2 of 2 people found this helpful
Update 2013-01-24: I don't recommend these steps any more, as I've come to understand that the PostgreSQL driver is the one that Amazon expects for connecting to RedShift.
Amazon Redshift appears to be powered by ParAccel, though Amazon suggests using the standard PostgreSQL ODBC driver. To some extent this is reasonable since ParAccel used the original PostgreSQL front end for handling SQL syntax and client/server communication (and several other database companies have done the same). However the first-class Tableau connector to ParAccel is specifically tuned for ParAccel connections and specialized syntax that are not present in PostgreSQL. Likewise, the first-class Tableau connector to PostgreSQL is tuned to PostgreSQL, and may not work for you in all cases since Amazon Redshift does not appear 100% compatible with PostgreSQL syntax. And of course the general-purpose ODBC connector cannot provide a first-class experience, and can only support the SQL and ODBC standards (which few database vendors follow very closely).
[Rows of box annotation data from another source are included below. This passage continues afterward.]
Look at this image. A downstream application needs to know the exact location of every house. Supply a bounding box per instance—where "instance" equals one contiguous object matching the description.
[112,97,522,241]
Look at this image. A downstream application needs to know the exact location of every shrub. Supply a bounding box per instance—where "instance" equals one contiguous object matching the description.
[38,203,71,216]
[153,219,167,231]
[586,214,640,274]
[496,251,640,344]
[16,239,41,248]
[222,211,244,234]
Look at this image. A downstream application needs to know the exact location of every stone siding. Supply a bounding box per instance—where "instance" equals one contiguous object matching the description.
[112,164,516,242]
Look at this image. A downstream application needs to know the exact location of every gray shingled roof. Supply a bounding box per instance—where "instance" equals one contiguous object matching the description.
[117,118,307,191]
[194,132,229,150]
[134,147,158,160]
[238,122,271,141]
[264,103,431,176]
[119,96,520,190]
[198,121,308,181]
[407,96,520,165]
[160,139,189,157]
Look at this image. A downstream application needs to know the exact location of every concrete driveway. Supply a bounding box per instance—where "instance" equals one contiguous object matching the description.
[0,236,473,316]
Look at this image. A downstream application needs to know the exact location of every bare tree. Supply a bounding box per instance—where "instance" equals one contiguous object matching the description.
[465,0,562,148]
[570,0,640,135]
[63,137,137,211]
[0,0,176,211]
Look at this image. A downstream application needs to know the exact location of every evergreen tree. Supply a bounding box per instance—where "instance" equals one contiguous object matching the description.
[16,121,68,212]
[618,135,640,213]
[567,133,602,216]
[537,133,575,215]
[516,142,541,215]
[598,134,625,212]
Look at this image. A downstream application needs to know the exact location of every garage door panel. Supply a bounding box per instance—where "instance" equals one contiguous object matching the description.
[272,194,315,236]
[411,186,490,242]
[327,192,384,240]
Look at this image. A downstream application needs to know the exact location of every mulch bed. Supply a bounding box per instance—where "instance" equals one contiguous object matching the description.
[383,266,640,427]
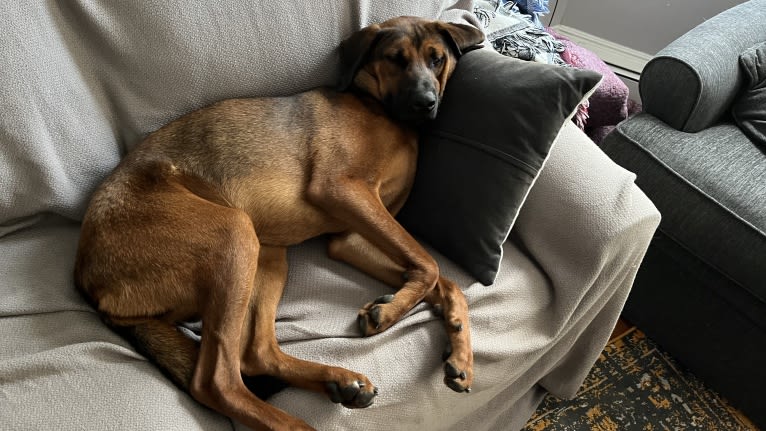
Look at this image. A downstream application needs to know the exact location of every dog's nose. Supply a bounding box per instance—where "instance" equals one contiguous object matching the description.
[412,91,436,112]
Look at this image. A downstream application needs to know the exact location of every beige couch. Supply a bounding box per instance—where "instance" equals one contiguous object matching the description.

I suggest experimenting with the ParAccel connector in Tableau if possible, though I do not know if this will work or has ever been tested (note: you may need to experiment with the default port). In the meantime, we'll consider Amazon Redshift along with many other opportunities we are exploring to help connect our users to their data. I cannot give you a timeframe or discuss our roadmap, but do consider discussing this with your Tableau sales rep if you have a strong business need to use Amazon Redshift.
I hope this helps,
I've not had much luck with the paraccel odbc driver either. I have had success with dbvisualizer connecting to redshift over a basic postgres connection, yet tableau won't connect when I use the postgres connector to connect to redshift.
I tried the ParAccel driver, but get an error that Tableau is "unable to connect to the server. Check that the server is running and that you have access privileges to the requested database".
I also tried the Postgres driver with the port changed from 5432 to 5439. I get a Database error 0x80004005: Unspecified error, error while executing the query. Unable to connect to the server. Check that the server is running and that you have access privileges to the requested database.
I'm reaching out to Amazon to get their advice as well. Thanks.
This problem is not unique to Tableau. I cannot connect to a test instance of Redshift using any tool.
It turns out that indeed the PostgreSQL driver is the only appropriate choice. However I cannot get that connection to work even outside of Tableau using other tools. I can't connect using the JDBC driver and their recommended third-party SQL tool. I suggest that you contact Amazon and try to determine if they have some sort of service or networking outage that would cause these connection failures.
My colleague has been able to connect Tableau with Redshift by using the ParAccel connection (the latest ParAccel driver was installed from the drivers section http://www.tableausoftware.com/support/drivers).
However we have tried to do the same connection on other PCs and most of the time it don't work. We get the error :
" The connection to the data source might have been lost.
Communication with the Tableau Protocol Server process was lost.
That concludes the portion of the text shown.